My mind shouldn’t be occupied with Benjamin Butler when I’m trying to establish a business. It’s just the first time in so long that I’ve had any substantial time outside of the hospital, and it happens to coincide with a break from my family trying to set me up with various women. Having two days a week when I’m not at the hospital, exhausted from work, or being berated by my brothers is a breath of fresh air, and what’s filled that fresh air are ideas. Not ideas for my new private practice, but ideas for books I want to write.

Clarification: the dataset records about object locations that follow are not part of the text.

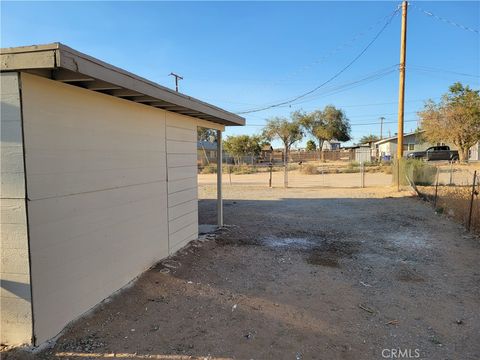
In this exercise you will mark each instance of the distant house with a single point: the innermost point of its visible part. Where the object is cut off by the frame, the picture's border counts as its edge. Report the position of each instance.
(266, 154)
(387, 148)
(331, 145)
(206, 152)
(474, 152)
(361, 152)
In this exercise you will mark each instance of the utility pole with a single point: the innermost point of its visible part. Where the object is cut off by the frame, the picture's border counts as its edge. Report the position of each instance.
(177, 77)
(401, 89)
(381, 127)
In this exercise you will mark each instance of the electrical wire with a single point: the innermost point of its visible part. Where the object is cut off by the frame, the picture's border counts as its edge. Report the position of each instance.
(379, 74)
(346, 44)
(351, 124)
(445, 20)
(430, 69)
(331, 78)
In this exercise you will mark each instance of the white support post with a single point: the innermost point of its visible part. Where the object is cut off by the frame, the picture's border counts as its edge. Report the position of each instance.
(219, 179)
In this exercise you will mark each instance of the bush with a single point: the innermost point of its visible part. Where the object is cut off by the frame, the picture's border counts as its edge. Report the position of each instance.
(309, 169)
(209, 169)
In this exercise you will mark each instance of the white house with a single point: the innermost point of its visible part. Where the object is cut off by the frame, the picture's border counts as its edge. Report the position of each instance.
(387, 148)
(99, 182)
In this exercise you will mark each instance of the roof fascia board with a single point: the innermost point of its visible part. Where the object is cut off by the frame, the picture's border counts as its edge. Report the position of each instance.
(58, 56)
(72, 60)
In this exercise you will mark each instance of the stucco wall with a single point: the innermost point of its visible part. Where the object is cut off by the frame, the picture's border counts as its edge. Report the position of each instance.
(182, 179)
(96, 176)
(15, 295)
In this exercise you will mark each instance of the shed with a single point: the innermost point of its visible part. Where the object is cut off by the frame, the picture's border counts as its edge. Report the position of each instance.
(99, 182)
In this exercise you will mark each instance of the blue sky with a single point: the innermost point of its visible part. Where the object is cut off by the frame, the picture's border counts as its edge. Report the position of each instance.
(243, 55)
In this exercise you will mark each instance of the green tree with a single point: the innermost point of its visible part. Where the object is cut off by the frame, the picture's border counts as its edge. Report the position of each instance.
(289, 131)
(205, 134)
(311, 146)
(242, 145)
(325, 125)
(455, 119)
(367, 139)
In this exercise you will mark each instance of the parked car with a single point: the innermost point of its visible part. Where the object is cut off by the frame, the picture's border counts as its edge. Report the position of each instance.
(435, 153)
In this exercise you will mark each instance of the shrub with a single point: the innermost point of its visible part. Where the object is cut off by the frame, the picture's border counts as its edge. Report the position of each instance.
(209, 169)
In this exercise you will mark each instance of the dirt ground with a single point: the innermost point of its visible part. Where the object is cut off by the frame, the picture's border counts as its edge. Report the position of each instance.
(299, 274)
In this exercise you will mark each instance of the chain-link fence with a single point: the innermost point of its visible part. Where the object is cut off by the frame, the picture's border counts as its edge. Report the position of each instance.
(301, 174)
(452, 188)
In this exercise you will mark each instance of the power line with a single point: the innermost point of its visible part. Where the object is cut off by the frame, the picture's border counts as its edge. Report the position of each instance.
(445, 20)
(360, 124)
(330, 91)
(340, 88)
(430, 69)
(334, 51)
(331, 78)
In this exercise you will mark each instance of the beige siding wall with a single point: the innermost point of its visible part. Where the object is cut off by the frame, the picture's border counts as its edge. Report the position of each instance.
(181, 134)
(15, 295)
(96, 176)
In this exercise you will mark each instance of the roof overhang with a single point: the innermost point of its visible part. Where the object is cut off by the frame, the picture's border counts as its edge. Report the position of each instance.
(61, 63)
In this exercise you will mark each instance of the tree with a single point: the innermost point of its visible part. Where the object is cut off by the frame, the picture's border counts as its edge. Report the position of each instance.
(205, 134)
(367, 139)
(311, 146)
(325, 125)
(455, 119)
(288, 131)
(242, 145)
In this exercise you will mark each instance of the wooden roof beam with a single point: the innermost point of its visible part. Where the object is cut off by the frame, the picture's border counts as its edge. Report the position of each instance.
(69, 76)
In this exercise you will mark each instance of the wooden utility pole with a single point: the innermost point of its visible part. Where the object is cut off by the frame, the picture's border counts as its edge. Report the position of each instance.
(401, 89)
(381, 127)
(401, 85)
(177, 77)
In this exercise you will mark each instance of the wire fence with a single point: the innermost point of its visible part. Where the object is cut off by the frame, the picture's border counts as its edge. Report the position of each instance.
(301, 174)
(452, 189)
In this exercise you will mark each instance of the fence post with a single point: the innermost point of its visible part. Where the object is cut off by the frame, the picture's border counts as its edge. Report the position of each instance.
(362, 174)
(471, 201)
(270, 179)
(436, 190)
(451, 173)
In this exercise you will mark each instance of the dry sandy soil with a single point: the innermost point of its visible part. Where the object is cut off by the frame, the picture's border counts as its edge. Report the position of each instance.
(299, 274)
(297, 179)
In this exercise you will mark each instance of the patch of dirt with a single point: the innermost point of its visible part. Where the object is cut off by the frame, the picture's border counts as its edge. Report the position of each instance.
(330, 253)
(409, 275)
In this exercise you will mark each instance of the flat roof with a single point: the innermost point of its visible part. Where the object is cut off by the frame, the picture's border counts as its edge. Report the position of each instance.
(62, 63)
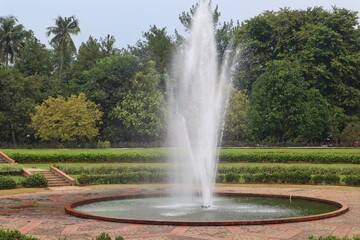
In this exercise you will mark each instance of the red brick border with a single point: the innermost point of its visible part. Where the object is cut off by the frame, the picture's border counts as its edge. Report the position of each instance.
(69, 209)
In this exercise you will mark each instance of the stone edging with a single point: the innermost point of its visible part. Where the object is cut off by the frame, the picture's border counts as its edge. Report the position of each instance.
(69, 209)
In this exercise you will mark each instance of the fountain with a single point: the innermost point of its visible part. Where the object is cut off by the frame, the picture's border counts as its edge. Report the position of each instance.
(197, 107)
(197, 101)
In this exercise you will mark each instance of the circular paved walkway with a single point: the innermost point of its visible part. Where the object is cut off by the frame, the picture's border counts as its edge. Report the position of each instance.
(42, 215)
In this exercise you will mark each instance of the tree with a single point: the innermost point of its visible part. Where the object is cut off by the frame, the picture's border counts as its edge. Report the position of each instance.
(107, 46)
(141, 111)
(285, 109)
(236, 120)
(223, 31)
(89, 53)
(72, 119)
(325, 44)
(12, 38)
(156, 47)
(62, 41)
(351, 133)
(106, 84)
(18, 96)
(34, 59)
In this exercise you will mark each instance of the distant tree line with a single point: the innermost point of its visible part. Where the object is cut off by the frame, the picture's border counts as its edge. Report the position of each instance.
(297, 81)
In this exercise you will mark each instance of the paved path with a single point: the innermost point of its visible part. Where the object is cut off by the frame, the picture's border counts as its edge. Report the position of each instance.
(42, 215)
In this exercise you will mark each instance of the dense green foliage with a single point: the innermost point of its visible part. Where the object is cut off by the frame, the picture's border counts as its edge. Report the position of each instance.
(35, 180)
(10, 169)
(297, 80)
(160, 155)
(69, 119)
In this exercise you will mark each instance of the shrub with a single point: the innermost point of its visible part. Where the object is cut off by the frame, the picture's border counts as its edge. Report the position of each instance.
(326, 179)
(352, 180)
(128, 177)
(232, 177)
(283, 177)
(10, 169)
(159, 155)
(14, 235)
(35, 180)
(103, 144)
(220, 178)
(7, 183)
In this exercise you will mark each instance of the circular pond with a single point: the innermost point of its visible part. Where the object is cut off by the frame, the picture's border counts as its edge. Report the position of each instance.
(227, 209)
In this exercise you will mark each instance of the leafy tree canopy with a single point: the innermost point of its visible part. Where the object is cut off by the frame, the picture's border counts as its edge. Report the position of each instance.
(69, 119)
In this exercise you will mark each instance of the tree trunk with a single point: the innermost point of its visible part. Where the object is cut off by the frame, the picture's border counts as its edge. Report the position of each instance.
(13, 137)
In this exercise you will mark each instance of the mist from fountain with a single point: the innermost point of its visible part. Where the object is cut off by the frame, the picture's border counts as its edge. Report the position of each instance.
(197, 104)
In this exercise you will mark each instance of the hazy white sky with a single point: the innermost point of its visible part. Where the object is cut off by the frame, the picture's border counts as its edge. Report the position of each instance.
(128, 19)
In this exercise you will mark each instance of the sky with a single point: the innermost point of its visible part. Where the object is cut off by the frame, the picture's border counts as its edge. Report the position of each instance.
(128, 19)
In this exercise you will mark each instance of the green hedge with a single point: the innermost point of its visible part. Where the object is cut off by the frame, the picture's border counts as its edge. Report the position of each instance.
(122, 178)
(229, 156)
(10, 169)
(160, 155)
(132, 156)
(7, 183)
(326, 179)
(352, 180)
(280, 177)
(108, 169)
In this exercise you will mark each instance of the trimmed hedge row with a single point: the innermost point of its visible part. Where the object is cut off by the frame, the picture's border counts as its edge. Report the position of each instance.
(280, 177)
(161, 156)
(240, 169)
(289, 157)
(130, 177)
(133, 156)
(108, 169)
(274, 168)
(10, 169)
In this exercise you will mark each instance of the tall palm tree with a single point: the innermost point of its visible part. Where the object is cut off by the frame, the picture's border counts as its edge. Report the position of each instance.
(62, 31)
(12, 37)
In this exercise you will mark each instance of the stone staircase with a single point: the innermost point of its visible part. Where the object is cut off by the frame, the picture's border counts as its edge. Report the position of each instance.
(55, 179)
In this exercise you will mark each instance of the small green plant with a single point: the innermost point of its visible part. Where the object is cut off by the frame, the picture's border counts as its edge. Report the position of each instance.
(103, 144)
(7, 183)
(352, 180)
(35, 180)
(106, 236)
(232, 177)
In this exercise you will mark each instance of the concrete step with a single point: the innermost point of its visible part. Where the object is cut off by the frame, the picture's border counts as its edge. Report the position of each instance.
(53, 179)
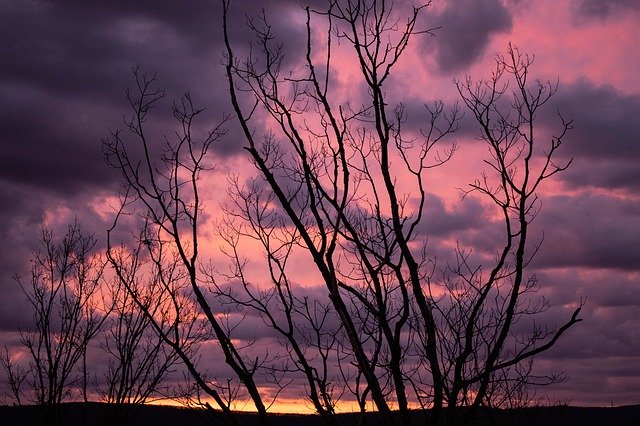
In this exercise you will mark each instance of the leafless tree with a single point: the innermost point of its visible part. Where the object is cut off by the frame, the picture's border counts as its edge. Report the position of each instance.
(139, 361)
(63, 293)
(163, 189)
(349, 182)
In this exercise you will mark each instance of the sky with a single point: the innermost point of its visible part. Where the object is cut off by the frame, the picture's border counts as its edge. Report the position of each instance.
(65, 67)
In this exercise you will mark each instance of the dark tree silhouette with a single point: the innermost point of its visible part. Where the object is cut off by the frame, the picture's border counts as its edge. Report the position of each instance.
(349, 182)
(63, 291)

Benjamin Butler is the main character in a cozy mystery set in a London hospital—an idea I’ve been playing with for years. The last few weeks have breathed fresh life into him, and it feels like an old friend has come to stay. I also had the idea for a series about a primary school teacher who spends her evenings and weekends tracking down stolen goods and reuniting people with objects that were sentimentally valuable to them in various ways. I’ve even had an idea for an ex-Met police officer who retires in Norfolk and finds mystery and murder on his doorstop. The ideas are spilling out of me like pus out of a boil, completely preoccupying my thoughts on Thursdays and Fridays—and increasingly on my days off.

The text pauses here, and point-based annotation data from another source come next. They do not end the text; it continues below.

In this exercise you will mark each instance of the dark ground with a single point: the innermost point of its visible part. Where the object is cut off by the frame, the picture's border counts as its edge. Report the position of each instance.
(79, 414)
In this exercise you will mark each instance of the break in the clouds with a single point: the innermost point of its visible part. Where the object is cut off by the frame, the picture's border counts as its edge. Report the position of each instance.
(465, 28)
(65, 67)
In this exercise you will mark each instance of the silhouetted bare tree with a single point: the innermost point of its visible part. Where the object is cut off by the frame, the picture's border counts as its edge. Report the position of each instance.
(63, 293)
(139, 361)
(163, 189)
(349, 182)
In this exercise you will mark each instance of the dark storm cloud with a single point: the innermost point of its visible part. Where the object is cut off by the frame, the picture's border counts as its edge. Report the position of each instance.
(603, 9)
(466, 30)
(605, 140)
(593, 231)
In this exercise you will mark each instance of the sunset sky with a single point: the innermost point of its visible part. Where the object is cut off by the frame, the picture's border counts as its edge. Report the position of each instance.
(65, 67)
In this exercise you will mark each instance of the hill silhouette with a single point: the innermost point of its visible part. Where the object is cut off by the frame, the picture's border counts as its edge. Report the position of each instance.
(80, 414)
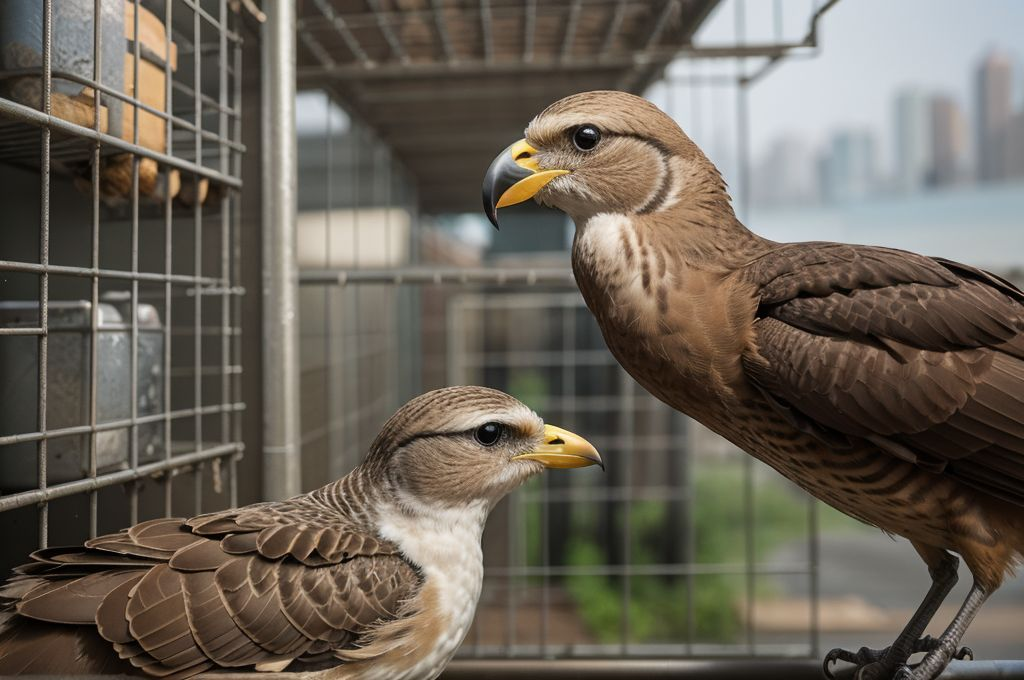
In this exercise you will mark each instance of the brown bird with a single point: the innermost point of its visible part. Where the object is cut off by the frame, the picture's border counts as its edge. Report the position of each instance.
(888, 384)
(380, 569)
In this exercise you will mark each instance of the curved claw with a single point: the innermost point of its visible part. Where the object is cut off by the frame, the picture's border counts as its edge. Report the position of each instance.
(862, 656)
(903, 673)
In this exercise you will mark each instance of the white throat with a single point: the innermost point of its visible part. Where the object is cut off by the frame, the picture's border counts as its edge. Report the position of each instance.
(444, 544)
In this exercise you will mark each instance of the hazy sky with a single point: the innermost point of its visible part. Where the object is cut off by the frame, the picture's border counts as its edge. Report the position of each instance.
(869, 50)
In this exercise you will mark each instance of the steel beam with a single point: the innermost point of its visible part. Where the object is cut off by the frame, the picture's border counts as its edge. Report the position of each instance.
(282, 453)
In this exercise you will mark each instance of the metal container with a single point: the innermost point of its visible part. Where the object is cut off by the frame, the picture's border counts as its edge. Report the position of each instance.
(69, 386)
(22, 51)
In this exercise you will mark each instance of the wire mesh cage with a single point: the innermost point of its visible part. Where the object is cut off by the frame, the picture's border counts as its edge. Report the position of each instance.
(120, 133)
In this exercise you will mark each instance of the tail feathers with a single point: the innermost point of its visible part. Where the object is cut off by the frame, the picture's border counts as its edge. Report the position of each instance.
(33, 647)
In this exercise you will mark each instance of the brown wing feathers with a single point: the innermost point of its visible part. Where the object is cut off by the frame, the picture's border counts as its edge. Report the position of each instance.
(175, 597)
(923, 356)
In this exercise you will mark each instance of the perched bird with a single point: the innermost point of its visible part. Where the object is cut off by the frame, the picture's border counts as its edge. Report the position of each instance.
(888, 384)
(380, 569)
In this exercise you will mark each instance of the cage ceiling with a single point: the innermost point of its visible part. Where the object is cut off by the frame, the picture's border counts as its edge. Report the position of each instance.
(448, 83)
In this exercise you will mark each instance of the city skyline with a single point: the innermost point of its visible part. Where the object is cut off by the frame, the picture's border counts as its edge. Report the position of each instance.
(935, 141)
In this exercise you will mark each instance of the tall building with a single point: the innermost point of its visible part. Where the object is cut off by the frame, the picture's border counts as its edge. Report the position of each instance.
(993, 84)
(1015, 146)
(913, 139)
(848, 169)
(948, 142)
(785, 174)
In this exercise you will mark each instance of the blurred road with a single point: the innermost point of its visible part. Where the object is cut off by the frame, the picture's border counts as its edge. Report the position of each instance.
(883, 581)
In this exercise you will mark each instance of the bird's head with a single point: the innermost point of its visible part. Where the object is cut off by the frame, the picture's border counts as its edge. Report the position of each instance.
(601, 152)
(462, 444)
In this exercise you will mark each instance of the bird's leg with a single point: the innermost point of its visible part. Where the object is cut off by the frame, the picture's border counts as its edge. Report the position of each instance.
(883, 663)
(946, 646)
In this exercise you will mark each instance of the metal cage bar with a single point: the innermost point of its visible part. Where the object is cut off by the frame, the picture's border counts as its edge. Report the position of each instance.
(128, 266)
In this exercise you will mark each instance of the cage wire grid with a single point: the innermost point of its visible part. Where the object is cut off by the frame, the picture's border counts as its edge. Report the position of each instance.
(383, 320)
(179, 314)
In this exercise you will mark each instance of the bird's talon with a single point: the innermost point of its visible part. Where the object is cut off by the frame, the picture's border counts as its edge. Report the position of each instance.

Walking helps me sort through them. I thought I’d get through Regents Park, then pick up a cab before Primrose Hill. But I ended up just walking the whole way, and all of a sudden I’m on Hampstead Heath. The ideas are flowing so thick and fast I’m voice-noting myself so I don’t forget anything.

I check the clock on my phone. I’m going to be about fifteen minutes late getting to Nathan’s for dinner. Given his four brothers and his parents are doctors, he’s no doubt used to it. But not from me. I end my voice note about Benjamin Butler being called to the morgue to discuss another body that’s appeared out of nowhere and message the group chat among the five of us brothers to say I’m going to be fifteen minutes late. It always depends on shifts which brother will be able to make the dinners we arrange together, but all logistics are on the chat together so if anyone can make it last minute, everything is there for everyone to see.